After the collapse of the Soviet Union,
we began to wage at an accelerating rate wars whose publicly stated
purposes were increasingly deceptive or unpersuasive. We were
also ever more willing to go to war outside the framework of international
law and in the face of worldwide popular opposition. These were
de facto imperialist wars, defended by propaganda claims of humanitarian
intervention, women's liberation, the threat posed by unconventional
weapons, or whatever current buzzword happened to occur to White
House and Pentagon spokespersons. In each war we acquired major
new military bases that in terms of location or scale were disproportionate
to the military tasks required and that we retained and consolidated
after the war. After the attacks of September 11, 2001, we waged
two wars, in Afghanistan and Iraq, and acquired fourteen new bases,
in Eastern Europe, Iraq, the Persian Gulf, Pakistan, Afghanistan,
Uzbekistan, and Kyrgyzstan. It was said that these wars were a
response to the terrorist attacks and would lessen our vulnerability
to terrorism in the future. But it seems more likely that the
new bases and other American targets of vulnerability will be
subject to continued or increased terrorist strikes.
Following our usual practice, we established
our bases in weak states, most of which have undemocratic and
repressive governments.
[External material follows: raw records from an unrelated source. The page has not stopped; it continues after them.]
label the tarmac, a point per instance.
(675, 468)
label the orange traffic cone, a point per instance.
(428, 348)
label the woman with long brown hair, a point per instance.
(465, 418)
Immediately after our victory in the second
Iraq war, we began to scale back our deployments in Germany, Turkey,
and Saudi Arabia, where we had become much more unpopular as a
result of the war. Instead, we shifted our forces and garrisons
to thinly populated, less demanding monarchies or autocracies/dictatorships,
places like Qatar, Bahrain, Oman, the United Arab Emirates, and
Uzbekistan.
A new picture of our empire has begun
to emerge. We retain our centuries-old lock on Latin America and
our close collaboration with the single-party government of Japan,
although we are deeply disliked in Okinawa and South Korea, where
the situation is increasingly volatile. Our lack of legitimacy
in the war with Iraq has undercut our position in what Secretary
of Defense Donald Rumsfeld disparagingly called "the old
Europe' so we are trying to compensate by finding allies and building
bases in the much poorer, still struggling ex-Communist countries
of Eastern Europe. In the oil-rich area of southern Eurasia we
are building outposts in Kosovo, Iraq, Afghanistan, Pakistan,
and Central Asia, in an attempt to bring the whole region under
American hegemony. Iran alone, thus far, has been impervious to
our efforts. We did not do any of these things to fight terrorism,
liberate Iraq, trigger a domino effect for the democratization
of the Middle East, or the other excuses proffered by our leaders.
We did them ... because of oil, Israel, and domestic politics-and
to fulfill our self-perceived destiny as a New Rome.